[John Barleycorn by Jack London]@TWC D-Link book
John Barleycorn

CHAPTER XIII
9/11

They were without greatness, without imagination, without camaraderie.

It was the good fellows, easy and genial, daring, and, on occasion, mad, that I wanted to know--the fellows, generous-hearted and -handed, and not rabbit-hearted.
And here is another complaint I bring against John Barleycorn.

It is these good fellows that he gets--the fellows with the fire and the go in them, who have bigness, and warmness, and the best of the human weaknesses.

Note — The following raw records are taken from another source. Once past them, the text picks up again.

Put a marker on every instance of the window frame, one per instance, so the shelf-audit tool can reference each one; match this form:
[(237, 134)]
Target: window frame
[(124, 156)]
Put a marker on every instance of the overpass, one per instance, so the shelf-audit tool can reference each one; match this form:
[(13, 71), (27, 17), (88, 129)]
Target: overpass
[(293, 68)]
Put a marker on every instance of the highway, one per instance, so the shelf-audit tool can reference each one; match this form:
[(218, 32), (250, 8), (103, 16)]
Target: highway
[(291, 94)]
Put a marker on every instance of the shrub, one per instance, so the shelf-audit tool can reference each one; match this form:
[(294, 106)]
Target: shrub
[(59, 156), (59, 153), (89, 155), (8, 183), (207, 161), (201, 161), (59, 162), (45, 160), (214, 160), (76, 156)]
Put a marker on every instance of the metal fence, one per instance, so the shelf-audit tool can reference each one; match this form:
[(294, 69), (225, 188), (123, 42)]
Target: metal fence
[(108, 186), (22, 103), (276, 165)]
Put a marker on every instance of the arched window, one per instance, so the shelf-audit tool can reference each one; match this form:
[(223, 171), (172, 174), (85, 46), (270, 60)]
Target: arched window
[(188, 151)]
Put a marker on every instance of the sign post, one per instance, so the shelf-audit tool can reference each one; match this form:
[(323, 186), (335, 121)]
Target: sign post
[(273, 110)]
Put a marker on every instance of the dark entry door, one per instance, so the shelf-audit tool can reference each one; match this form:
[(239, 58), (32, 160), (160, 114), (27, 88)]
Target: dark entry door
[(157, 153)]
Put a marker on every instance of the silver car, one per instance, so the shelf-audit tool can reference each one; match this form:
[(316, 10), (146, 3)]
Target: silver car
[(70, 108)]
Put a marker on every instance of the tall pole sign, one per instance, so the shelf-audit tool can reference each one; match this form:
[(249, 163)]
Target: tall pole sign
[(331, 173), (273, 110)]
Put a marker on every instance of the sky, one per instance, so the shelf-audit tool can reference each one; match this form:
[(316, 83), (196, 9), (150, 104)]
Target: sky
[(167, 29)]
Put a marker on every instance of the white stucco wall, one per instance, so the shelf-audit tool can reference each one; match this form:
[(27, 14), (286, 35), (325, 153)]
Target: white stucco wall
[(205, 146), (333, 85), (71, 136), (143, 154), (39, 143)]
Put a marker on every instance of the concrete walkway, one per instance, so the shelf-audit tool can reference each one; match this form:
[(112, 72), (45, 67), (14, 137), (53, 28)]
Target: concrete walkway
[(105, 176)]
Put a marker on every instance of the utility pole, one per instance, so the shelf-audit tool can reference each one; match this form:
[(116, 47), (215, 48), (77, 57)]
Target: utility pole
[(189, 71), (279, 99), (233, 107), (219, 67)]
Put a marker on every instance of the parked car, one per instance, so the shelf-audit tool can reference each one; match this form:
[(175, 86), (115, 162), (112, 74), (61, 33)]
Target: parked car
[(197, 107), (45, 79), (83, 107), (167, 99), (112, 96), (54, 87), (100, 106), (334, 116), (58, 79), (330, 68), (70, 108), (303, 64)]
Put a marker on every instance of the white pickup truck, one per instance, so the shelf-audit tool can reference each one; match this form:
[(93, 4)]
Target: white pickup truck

And John Barleycorn puts out the fire, and soddens the agility, and, when he does not more immediately kill them or make maniacs of them, he coarsens and grossens them, twists and malforms them out of the original goodness and fineness of their natures.
Oh!--and I speak out of later knowledge--Heaven forefend me from the most of the average run of male humans who are not good fellows, the ones cold of heart and cold of head who don't smoke, drink, or swear, or do much of anything else that is brase, and resentful, and stinging, because in their feeble fibres there has never been the stir and prod of life to well over its boundaries and be devilish and daring.

One doesn't meet these in saloons, nor rallying to lost causes, nor flaming on the adventure-paths, nor loving as God's own mad lovers.